For mainstream retailers, the fee increases that Visa and Mastercard will introduce next month will reduce the cost a mainstream retailer pays to accept a $100 transaction using a traditional Visa credit card from about $1.90 Dollars increase to around $1.99, which the MPC estimates will increase The total swipe fees paid by merchants is $1.2 billion.
The Electronic Payments Coalition denies the merchant group’s claims, insisting that the full amount retailers pay to accept payments in the US “compares favorably with global credit card exchange rates.” The organization cites data that suggests the merchant rebate rate — the total fee merchants pay to process payments including interchange — was 2.17% for U.S. credit cards in 2020, versus 1.96% for similar global markets without government controls .
The Payment Industry Coalition points out that in the booming buy-it-now/pay-later industry, retailers are reportedly paying fees of 2% to 8% to installment lenders to offer their services at the point of sale.
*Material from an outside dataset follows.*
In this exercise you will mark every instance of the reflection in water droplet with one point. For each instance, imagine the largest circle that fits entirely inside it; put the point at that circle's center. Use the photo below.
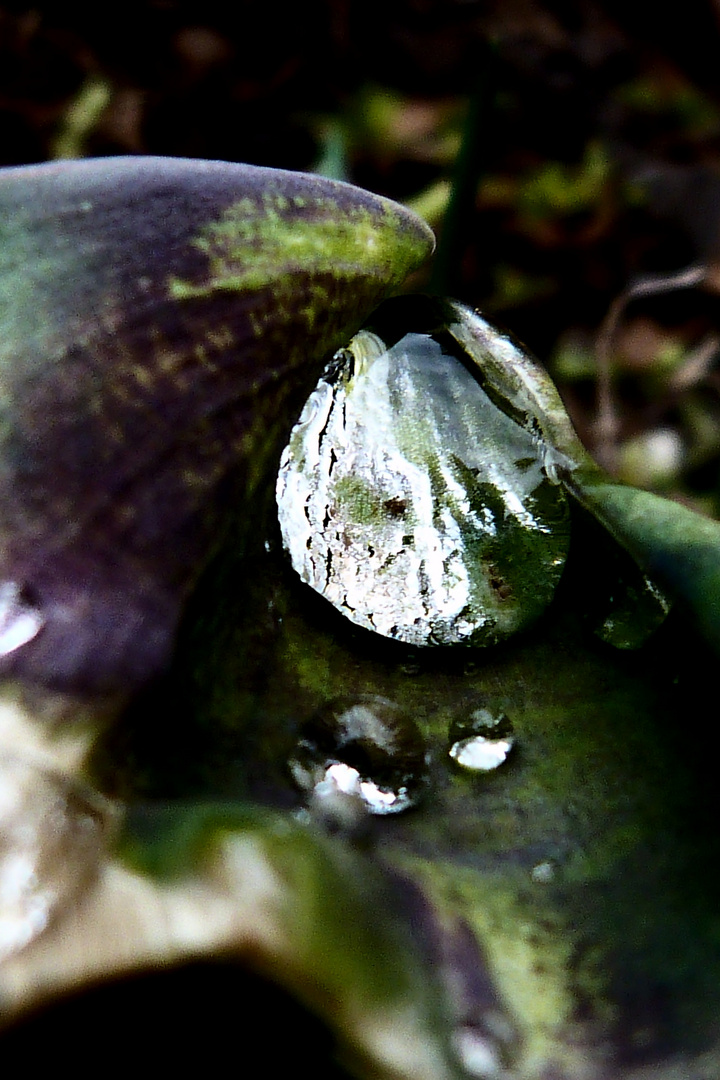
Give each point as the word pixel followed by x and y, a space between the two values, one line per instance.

“BNPL fees are much higher than interbank fees, but retailers and merchants are not asking Congress to lower BNPL fees,” Smith, the EPC spokesman, said via email.
According to Smith, the retailers also failed to document how they lowered the prices of goods following the implementation of the 2010 Durbin Amendment to the Dodd-Frank Act, which limited exchanges of debit card transactions.
“Why do big retailers need another government handout when they’re already making record profits?” asked Smith.
The Federal Reserve proposed exploration last year new debit routing rules to ensure exchange rates are still fair following the surge in e-commerce and digital transactions caused by the pandemic. The proposal has not progressed further.